Matt frowned. He agreed, but somehow, hearing it from Jane annoyed him. “Really? What makes you say that?”
“Well, it’s obvious, isn’t it? She’s a warm, loving woman who adores children. Pardon me for saying so, Detective, but you’re about the coldest, most unfeeling man I’ve yet to meet. You act as though the children don’t exist. Why, that poor little angel, Debbie, chatters away at you all the time, and you ignore her. If there’s an ounce of tenderness or love in you, I’ve yet to see it. No insult intended, but Maudie deserves better.
“Now then, I’d best be getting back to work. Those young’uns are going to be starving when they’re done in that garden.
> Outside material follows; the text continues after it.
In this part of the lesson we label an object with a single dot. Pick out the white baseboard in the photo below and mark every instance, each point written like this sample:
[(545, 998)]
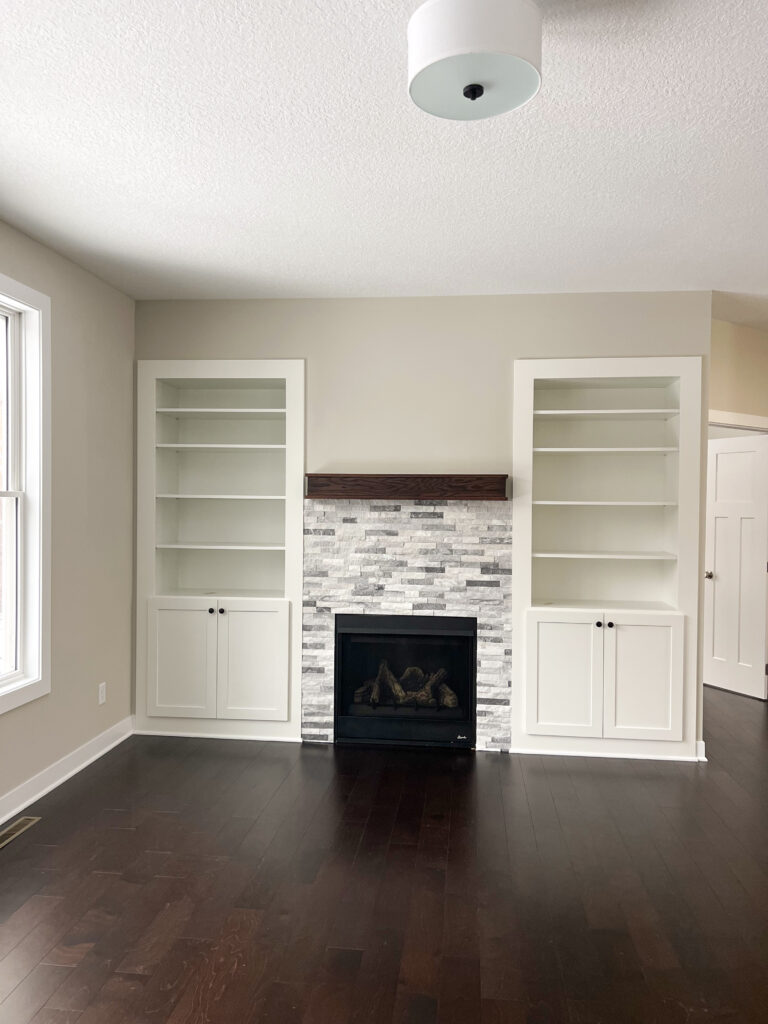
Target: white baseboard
[(216, 735), (599, 754), (37, 786)]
Here’s your lemonade.” She plunked down the tray on the wicker table beside the swing and went back inside.
That was certainly plain talk, Matt thought, frowning after her. Oh, well, he did ask.
Matt turned his attention back to Maude Ann. It was funny—when she’d worked for the department, he would never have pegged her as a nurturer. He had assumed that all psychiatrists were cool, analytical people who stood a little apart from the rest of the world, observing, rather than participating. That was part of the reason he’d steered clear of her. That and the fact that he had always preferred chic blondes with a bit of an edge.
Maude Ann, however, was neither cool and distant nor chic and sophisticated. She was totally natural and unaffected. She was a woman who went around barefoot in cutoff jeans and T-shirts without a speck of makeup. A woman who opened her arms to children with problems. A woman who was compassionate and loving and maternal, a natural born earth mother.
Her husky laugh rang out, and Matt saw her grab Debbie up and swing her around.
He’d seen her do that sort of thing constantly since his arrival. Daily, she gave each child an equal amount of attention and time, listening to their earnest chatter as though it was the most important thing she’d ever heard, laughing with them and giving them smiles and praise. He’d noticed, too, that she constantly touched the children, ruffling their hair, patting their cheeks or their shoulders, giving them hugs and kisses or squeezing their hands.
No doubt, that sort of thing was important to a child’s emotional well-being. The kids certainly seemed to eat it up.
What baffled Matt was, why the devil did those simple actions suddenly seem so damned sexy?